[Oddsfish! by Robert Hugh Benson]@TWC D-Link book
Oddsfish!

CHAPTER IV
5/19

Behind all lay the kitchen gardens; and behind the brewhouse a row of old yews and a part of the lawn, that also ran before the house.

The house was of three stories high, and contained about twenty rooms with the attics.
It is strange how some houses, upon a first acquaintance with them, seem like old friends; and how others, though one may have lived in them fifty years are never familiar to those who live in them.

Now Hare Street House was one of the first kind.

This very day that I first set eyes on it, it was as if I had lived there as a child.

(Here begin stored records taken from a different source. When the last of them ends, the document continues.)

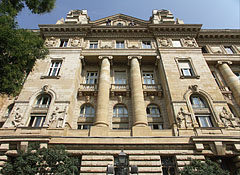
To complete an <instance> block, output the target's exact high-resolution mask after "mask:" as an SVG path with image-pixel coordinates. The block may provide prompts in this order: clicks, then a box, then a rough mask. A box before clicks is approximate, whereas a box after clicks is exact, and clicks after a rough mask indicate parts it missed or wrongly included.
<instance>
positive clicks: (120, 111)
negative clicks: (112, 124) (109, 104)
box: [113, 104, 128, 117]
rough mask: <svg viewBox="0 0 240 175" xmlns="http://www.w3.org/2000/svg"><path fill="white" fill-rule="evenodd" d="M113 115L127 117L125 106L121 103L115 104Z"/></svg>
mask: <svg viewBox="0 0 240 175" xmlns="http://www.w3.org/2000/svg"><path fill="white" fill-rule="evenodd" d="M113 117H128V111H127V108H126V107H125V106H124V105H121V104H118V105H115V106H114V108H113Z"/></svg>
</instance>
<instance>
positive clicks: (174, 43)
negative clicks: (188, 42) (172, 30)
mask: <svg viewBox="0 0 240 175" xmlns="http://www.w3.org/2000/svg"><path fill="white" fill-rule="evenodd" d="M172 45H173V47H182V44H181V42H180V40H172Z"/></svg>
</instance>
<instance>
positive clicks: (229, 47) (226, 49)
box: [224, 46, 234, 54]
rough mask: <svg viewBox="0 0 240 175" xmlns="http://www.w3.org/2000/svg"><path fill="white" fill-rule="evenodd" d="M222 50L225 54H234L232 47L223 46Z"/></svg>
mask: <svg viewBox="0 0 240 175" xmlns="http://www.w3.org/2000/svg"><path fill="white" fill-rule="evenodd" d="M224 49H225V51H226V52H227V54H233V53H234V52H233V50H232V47H227V46H225V47H224Z"/></svg>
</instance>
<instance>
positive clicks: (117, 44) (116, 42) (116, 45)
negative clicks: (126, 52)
mask: <svg viewBox="0 0 240 175" xmlns="http://www.w3.org/2000/svg"><path fill="white" fill-rule="evenodd" d="M116 48H117V49H124V48H125V44H124V41H116Z"/></svg>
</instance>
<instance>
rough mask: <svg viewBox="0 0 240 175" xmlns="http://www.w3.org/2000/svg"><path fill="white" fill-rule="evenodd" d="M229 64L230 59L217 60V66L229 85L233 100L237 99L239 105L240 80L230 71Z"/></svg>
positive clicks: (239, 95) (239, 101) (226, 82)
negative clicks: (232, 94) (221, 60)
mask: <svg viewBox="0 0 240 175" xmlns="http://www.w3.org/2000/svg"><path fill="white" fill-rule="evenodd" d="M229 64H232V63H231V62H230V61H227V62H218V68H219V70H220V72H221V74H222V76H223V78H224V80H225V82H226V83H227V85H228V86H229V87H230V89H231V91H232V93H233V96H234V98H235V100H236V101H237V103H238V105H240V82H239V80H238V78H237V76H236V75H235V74H234V73H233V72H232V70H231V68H230V67H229Z"/></svg>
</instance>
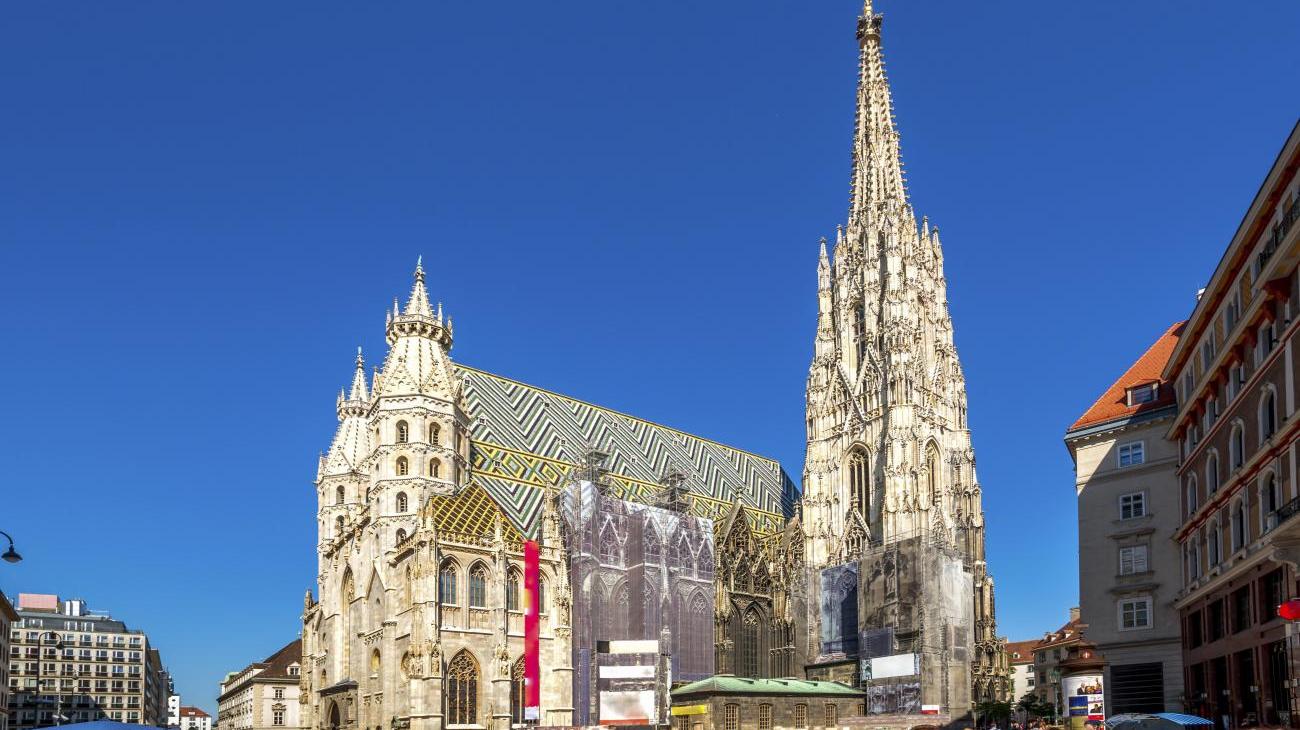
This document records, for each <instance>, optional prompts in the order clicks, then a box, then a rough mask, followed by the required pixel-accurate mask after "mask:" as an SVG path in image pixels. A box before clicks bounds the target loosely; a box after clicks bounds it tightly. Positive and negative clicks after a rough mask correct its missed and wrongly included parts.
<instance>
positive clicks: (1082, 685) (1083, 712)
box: [1061, 674, 1106, 730]
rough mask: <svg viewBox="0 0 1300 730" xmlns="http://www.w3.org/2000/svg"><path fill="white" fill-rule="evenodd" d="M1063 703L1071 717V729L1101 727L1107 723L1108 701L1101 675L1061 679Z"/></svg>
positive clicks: (1066, 712)
mask: <svg viewBox="0 0 1300 730" xmlns="http://www.w3.org/2000/svg"><path fill="white" fill-rule="evenodd" d="M1061 694H1062V696H1063V699H1065V701H1063V703H1062V704H1063V705H1065V708H1066V714H1067V716H1069V717H1070V727H1071V729H1074V730H1083V729H1086V727H1101V726H1102V724H1105V721H1106V700H1105V694H1104V691H1102V686H1101V674H1074V675H1070V677H1062V678H1061Z"/></svg>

The sunlight streamed into the Great Chamber, and past the yews into the parlour; and upon the lawns outside; and the noise of the bees in the limes was as if an organ played softly; and it was all to me as if I had known it a hundred years.
My Cousin Tom carried me upstairs presently to the Guest-chamber--a great panelled room, with a wide fire-place, above the dining-room--that I might wash my hands and face before dinner; and my heart smote me a little for all my thoughts of him, for, when all was said, he had received me very hospitably, and was now bidding me welcome again, and that I must live there as long as I would, and think of it as my home.
"And here," he said, opening a door at the foot of the bed, "is a little closet where your man can hang your clothes; it looks out upon the yard; and my room is beyond it, over the kitchen." I thanked him again and again for his kindness; and so he left me.
* * * * * We dined below presently, very excellently.